To get started, download
https://www.newsguardtech.com/turnitin/
then check out some useful resources to implement the tool across your organisation:

• NewsGuard installation guide:
https://bit.ly/38O9Y0y    for IT administrators
• Best practices:
https://bit.ly/3iRPCYV    for educators about how to use NewsGuard
Student guide:
https://bit.ly/3fqjZmS      for using NewsGuard

Questa opportunità è data alle istituzioni che già utilizzano il servizio antiplagio Turnitin, come il nostro ateneo e ovviamente la macroarea di Ingegneria

Turnitin: una nuova arma contro il plagio!

La macroarea di Ingegneria, in una prima fase inziale, può usufruire del servizio antiplagio Turnitin per un’analisi preliminare degli elaborati delle tesi magistrali e dottorali.

Inviando copia della tesi  nella biblioteca di Ingegneria dell’Informazione, all’attenzione della dr. Daniela Picin, che è attualmente l’amministratore del servizio, il testo della tesi sarà inserito nel software antiplagio e sarà invitato un report contenente le indicazioni sulle percentuali di similitudine fra l’elaborato e le risorse disponibili in rete. Ecco i recapiti della dr Daniela Picin.
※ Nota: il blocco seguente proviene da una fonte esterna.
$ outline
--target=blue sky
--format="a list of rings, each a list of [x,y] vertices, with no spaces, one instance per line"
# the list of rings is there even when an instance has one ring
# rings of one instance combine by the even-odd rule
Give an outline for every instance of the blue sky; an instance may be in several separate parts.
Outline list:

Ce ne sono moltissime di fonti organizzate in rete: almeno 50 milioni tra articoli e proceedings, 110 milioni di contenuti e titoli e non solo. Su iThenticate Database è possibile farsi un’idea della mole di testi su cui Turnitin può lavorare.

 

Ma quando parlare di similitudine o di plagio?
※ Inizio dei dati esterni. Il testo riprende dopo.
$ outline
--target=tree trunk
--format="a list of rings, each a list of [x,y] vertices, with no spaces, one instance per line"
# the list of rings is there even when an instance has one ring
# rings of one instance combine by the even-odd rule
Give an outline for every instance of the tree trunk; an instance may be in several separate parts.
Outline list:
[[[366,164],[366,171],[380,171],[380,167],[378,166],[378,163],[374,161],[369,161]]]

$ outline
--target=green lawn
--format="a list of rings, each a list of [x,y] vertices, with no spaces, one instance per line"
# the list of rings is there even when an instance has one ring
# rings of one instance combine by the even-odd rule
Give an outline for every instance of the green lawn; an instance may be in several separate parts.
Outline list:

Partendo dal dato che una similitudine tra due testi superiore del 30% non necessariamente è classificabile come plagio, Turnitin è uno strumento utile per la rilevazione delle similitudini fra gli elaborati e le risorse disponibili in rete.
Non entra nel merito di qualità e originalità. Esegue la comparazione di testi con risorse disponibili e la rilevazione oggettiva delle similitudini. Riconosce le traduzioni (inglese). Riconosce e può escludere testo citato.
Turnitin è uno strumento ideato per velocizzare il confronto tra testi, pur restando il giudizio nelle mani del docente. È strumento di decision making, poiché il report fornisce le prove e consente di valutare e decidere rispetto all’ammissibilità. È anche uno strumento didattico poiché gli studenti si rendono conto della facilità di riconoscere le copiature, ma anche grazie a suggerimenti e correzioni imparano a citare correttamente.
Ecco alcuni esempi di plagio. Usare fonti di informazione senza un preciso ed esplicito riconoscimento. Riportare, riassumere o parafrasare testo, idee o concetti di altri senza citarne la fonte. Selezionare, tagliare e incollare del testo da fonti esterne (prese ad aesempio dalla rete) senza evidenziarlo nel testo e indicarne la provenienza. Utilizzare lo stesso lavoro per differenti compiti o esami, anche se per insegnamenti e professori differenti. Copiare sezioni intere del lavoro di altri, cambiando qualche parola o frase.
Le ragioni del copiare. Non si sa citare correttamente. Si è in ritardo con la consegna e la preparazione della ricerca (cattiva gestione del tempo). Si crede di ottenere un risultato migliore specie se sotto pressione. Non si sa o non si è capito in cosa consiste il plagio. Si ha scarsa fiducia nelle proprie capacità e possibilità. Si proviene da Paesi con differenti tradizioni accademiche. Oppure si cerca deliberatamente di imbrogliare e ottenere risultati senza fare il lavoro richiesto e necesario.
(Analisi a cura dell’università degli studi di Milano. Citati!)